Die Orgie (Sehrkurzgeschichte)

Knopfloch
(Mit Dank an Buffy für den ersten Satz)


    Die Orgie

    Der Vater sagte: "Hallo." Und dann kam die Mutter ins Zimmer. Da musste er direkt nochmal "Hallo" sagen, denn das erste "Hallo" hatte nicht der Mutter, die zu diesem Zeitpunkt eben noch nicht das Zimmer betreten, sondern gerade im Begriff, die Tür zu öffnen, gewesen war, hatte, gegolten, sondern seiner und ihrer Tochter. Auch die Mutter sagte "Hallo", und die Tochter ebenfalls, somit hatten alle anwesenden Personen paarweise und jeweils gegenseitig einander begrüßt.
    Doch schon hörte man draußen erneut Schritte, es waren - nicht schwer zu hören - die des Bruders der Tochter, bzw. des Sohnes des Vaters und der Mutter. Und erneut öffnete sich die Tür, und erwähnter Sohn bzw. Bruder, er sei kurz als die jüngste Person männlichen Geschlechts im Haus bezeichnet, betrat den Raum mit einem an alle gerichteten "Hallo!"
    "Hallo", erwiderte die Tochter, und erwiderte auch der Vater, und ja, erwiderte sogar die Mutter, obgleich sie nicht sicher gewesen war, ob er tatsächlich vorgehabt hatte, sie mit einzuschließen, als er ein allgemeingültiges "Hallo" in Richtung der Anwesenden geworfen hatte.
    Während sie sich so begrüßt hatten, war es allmählich spät geworden im Hause der Familie der anwesenden Personen, für die Kinder gar bereits Zeit sich ins Bett zu begeben. "Gute Nacht", sagte die Tochter zu ihrer Mutter. "Gute Nacht", antwortete diese wie aus der Pistole geschossen. "Gute Nacht", wünschte ihr auch der Vater, was sie gekonnt mit einem ihm geltenden "Gute Nacht" konterte. "Gute Nacht" sagte nun auch die jüngste anwesende Person männlichen Geschlechts zur nächstälteren und zugleich ältesten anwesenden Person männlichen und allerlei Geschlechts - die Mutter war nämlich zwei Jahre jünger - und bekam ein entsprechendes "Gute Nacht" als Antwort zu hören. Seine Mutter antwortete ebenfalls mit "Gute Nacht", denn diesmal war sie sicher gewesen, dass sein "Gute Nacht" auch ihr gegolten hatte, womit sie falsch lag, weshalb sie noch ein - nach ihrem Verständnis also zweites - "Gute Nacht" ihres Sohnes als Antwort bekam. Bruder und Schwester sagten sich nicht gute Nacht, die Eltern gegenseitig sowieso nicht, denn sie schliefen im selben Bett.
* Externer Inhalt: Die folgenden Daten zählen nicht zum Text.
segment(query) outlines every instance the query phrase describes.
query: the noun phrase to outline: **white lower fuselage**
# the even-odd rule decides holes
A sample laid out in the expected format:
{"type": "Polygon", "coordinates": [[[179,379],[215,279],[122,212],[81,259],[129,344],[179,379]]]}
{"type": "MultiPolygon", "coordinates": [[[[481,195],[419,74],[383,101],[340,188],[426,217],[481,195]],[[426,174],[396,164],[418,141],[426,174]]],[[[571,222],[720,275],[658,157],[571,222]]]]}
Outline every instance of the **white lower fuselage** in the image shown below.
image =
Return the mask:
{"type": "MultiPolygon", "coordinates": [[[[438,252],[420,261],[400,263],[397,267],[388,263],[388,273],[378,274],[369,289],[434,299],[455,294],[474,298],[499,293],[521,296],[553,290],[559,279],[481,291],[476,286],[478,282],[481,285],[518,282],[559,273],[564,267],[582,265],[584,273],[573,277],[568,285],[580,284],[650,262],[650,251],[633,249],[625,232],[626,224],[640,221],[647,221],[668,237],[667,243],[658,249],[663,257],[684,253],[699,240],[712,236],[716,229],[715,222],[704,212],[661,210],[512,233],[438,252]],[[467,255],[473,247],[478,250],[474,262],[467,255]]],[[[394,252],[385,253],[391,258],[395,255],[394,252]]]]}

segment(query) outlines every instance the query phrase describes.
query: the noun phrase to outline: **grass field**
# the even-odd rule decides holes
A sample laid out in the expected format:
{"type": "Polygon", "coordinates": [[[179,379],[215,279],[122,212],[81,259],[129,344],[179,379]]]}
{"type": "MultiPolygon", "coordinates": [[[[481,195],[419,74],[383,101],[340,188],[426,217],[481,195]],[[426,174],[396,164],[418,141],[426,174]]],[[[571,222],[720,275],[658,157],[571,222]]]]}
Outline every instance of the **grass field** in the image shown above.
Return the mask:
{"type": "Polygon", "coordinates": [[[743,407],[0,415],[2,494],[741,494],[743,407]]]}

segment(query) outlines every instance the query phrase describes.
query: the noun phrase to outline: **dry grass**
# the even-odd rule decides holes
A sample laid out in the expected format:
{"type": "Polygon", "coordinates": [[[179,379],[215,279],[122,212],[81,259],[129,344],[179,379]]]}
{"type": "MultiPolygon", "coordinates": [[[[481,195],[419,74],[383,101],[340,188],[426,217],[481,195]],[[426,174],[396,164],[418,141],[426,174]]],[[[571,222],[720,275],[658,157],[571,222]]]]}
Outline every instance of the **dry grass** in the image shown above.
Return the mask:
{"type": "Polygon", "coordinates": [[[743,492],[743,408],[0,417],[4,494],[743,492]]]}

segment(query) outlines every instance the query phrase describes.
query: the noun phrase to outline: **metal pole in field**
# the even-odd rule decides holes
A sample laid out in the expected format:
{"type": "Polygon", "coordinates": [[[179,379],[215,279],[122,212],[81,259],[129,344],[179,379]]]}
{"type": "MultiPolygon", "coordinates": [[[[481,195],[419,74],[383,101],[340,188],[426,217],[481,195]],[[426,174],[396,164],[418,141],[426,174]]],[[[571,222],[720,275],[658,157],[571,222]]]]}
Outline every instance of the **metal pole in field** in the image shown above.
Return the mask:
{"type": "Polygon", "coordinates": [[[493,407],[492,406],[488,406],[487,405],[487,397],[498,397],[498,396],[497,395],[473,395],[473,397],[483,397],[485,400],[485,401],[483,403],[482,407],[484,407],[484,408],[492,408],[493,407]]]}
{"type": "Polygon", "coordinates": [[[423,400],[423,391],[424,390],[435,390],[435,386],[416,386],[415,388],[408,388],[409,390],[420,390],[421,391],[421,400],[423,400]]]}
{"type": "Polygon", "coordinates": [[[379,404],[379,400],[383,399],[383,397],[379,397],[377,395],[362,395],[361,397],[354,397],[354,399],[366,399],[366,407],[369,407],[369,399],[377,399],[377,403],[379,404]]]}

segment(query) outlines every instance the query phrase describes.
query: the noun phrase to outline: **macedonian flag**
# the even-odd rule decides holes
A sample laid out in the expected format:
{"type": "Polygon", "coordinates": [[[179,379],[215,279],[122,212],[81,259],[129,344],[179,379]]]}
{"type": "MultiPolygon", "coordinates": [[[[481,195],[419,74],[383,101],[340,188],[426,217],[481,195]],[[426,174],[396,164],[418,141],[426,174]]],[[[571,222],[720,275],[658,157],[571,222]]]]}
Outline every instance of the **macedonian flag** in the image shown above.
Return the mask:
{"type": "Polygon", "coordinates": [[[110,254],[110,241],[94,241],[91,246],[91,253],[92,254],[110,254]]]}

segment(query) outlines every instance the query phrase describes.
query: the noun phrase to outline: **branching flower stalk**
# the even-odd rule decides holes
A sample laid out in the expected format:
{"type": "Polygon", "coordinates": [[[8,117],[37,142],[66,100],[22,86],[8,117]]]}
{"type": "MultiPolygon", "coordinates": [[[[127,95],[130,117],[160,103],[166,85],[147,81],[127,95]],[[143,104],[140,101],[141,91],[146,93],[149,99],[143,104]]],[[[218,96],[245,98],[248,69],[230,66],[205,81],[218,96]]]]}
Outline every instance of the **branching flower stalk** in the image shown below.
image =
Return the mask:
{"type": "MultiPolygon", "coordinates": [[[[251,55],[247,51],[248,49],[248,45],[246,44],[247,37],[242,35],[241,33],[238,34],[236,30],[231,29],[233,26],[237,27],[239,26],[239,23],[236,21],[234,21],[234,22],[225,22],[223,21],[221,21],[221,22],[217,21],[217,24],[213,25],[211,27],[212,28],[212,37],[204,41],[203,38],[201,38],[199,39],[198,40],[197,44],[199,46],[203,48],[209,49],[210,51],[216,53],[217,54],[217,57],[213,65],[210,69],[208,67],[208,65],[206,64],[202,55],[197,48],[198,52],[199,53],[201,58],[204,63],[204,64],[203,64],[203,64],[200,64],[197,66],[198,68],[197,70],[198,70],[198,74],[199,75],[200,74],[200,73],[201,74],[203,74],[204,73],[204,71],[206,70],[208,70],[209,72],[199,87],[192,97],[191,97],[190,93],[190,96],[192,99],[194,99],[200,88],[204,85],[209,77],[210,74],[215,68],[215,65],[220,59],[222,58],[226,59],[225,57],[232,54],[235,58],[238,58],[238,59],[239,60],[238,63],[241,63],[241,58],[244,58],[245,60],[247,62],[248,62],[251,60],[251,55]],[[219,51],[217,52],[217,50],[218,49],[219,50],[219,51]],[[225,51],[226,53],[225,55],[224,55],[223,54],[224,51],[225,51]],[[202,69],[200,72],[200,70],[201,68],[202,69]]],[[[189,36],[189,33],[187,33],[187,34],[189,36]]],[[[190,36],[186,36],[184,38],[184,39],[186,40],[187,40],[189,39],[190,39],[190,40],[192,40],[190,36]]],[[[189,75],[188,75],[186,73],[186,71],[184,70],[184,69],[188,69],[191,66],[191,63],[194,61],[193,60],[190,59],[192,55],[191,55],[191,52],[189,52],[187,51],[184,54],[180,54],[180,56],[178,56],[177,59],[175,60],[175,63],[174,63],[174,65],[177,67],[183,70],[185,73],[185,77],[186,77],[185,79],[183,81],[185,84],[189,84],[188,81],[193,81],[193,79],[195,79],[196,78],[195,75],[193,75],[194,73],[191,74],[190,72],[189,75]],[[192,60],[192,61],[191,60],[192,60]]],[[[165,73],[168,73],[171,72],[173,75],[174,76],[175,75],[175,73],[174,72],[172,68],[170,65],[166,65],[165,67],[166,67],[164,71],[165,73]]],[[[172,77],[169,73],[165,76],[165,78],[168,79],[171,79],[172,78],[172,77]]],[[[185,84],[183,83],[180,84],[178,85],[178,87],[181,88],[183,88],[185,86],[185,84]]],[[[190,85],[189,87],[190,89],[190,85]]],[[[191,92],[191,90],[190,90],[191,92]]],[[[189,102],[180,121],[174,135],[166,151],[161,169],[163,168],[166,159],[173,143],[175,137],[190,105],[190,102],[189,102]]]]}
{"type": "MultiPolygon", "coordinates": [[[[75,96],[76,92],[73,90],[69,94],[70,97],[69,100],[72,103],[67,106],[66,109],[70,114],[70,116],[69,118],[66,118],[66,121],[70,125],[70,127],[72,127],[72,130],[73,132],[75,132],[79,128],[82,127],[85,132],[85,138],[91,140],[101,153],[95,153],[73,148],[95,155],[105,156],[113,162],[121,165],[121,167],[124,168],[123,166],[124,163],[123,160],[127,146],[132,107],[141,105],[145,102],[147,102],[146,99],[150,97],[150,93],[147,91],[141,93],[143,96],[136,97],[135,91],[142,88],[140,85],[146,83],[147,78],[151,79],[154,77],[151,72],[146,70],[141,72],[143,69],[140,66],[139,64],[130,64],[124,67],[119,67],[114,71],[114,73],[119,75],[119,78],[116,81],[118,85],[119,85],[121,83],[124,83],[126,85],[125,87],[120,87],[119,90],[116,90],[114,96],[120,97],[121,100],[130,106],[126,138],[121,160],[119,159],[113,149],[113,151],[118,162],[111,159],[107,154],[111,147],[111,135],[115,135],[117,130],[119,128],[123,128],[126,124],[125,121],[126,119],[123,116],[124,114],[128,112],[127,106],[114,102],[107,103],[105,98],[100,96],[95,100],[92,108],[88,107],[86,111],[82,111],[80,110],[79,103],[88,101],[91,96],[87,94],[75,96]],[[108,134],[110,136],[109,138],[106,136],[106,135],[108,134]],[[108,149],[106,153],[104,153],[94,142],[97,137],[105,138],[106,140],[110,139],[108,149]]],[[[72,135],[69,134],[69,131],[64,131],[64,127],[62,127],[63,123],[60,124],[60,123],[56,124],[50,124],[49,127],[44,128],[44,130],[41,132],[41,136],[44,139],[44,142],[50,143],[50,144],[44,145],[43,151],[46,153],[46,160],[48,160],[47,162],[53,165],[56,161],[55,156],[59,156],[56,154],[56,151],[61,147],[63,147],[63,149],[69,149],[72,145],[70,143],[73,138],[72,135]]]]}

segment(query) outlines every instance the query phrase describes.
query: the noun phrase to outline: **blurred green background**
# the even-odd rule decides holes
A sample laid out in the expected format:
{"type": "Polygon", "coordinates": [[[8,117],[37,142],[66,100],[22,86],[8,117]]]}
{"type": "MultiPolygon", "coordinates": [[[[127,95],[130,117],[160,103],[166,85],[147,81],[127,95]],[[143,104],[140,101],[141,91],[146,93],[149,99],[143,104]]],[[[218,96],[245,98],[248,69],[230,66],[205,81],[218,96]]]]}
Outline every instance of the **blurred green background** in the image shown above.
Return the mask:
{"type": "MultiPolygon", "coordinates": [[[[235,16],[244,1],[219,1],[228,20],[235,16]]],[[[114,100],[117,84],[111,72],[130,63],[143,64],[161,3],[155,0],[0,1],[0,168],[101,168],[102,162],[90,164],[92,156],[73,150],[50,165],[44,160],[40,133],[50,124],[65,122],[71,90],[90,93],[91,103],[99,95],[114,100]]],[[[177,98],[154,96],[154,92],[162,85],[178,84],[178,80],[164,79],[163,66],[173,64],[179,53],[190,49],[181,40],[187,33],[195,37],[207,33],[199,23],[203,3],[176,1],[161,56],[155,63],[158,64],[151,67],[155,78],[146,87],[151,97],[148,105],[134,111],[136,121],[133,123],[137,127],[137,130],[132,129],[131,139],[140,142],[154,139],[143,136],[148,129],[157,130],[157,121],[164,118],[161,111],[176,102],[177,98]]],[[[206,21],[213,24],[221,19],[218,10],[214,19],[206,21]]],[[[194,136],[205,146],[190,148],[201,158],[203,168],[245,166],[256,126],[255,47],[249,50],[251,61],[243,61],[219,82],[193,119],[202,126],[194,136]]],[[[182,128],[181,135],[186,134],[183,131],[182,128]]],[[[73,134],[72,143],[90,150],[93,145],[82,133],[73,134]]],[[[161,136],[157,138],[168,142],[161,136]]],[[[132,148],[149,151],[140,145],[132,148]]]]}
Sie links, an der Wandseite, er rechts, an der Tür-Seite. Er stand morgens früher auf als sie, dies war also durchaus aus pragmatischen Gründen so eingerichtet, oder zumindest - man kann nun als Außenstehender nicht sagen, was es letztlich war - hätte man dies als Grund ansehen können, auch wenn vielleicht eigentlich etwas anderes Grund dafür war.
    Im Fernsehen lief heute nichts, darum schauten die Eltern noch zweieinhalb Stunden fern, ehe sie, sich dabei, wie oben bereits begründet, nicht "Gute Nacht" wünschend, aus dem Wohnzimmer ins Schlafzimmer aufbrachen, das im selben Haus ein Stockwerk oberhalb des Wohnzimmers situiert und durch eine Treppe erreichbar war.
    Es wurde eine ruhige Nacht, und der nächste Morgen deckte mit seinem Nebel auch einen Schleier der Verdrängung über das Bewusstsein der Alltagssituation der hier betrachteten Familie.
Blümchen
Der letzte Satz verrät die Kernaussage, das gefällt mir nicht. Ansonsten gefällts mir eigentlich, auch wenn ich mir gewünscht hätte, dass du genau wie in der ersten Zeile noch ein paar einfache, kurgebundene Sätze verwendet hättest. Das hätte dann auch den einfach gestrikten Alltag der Familie unterstrichen.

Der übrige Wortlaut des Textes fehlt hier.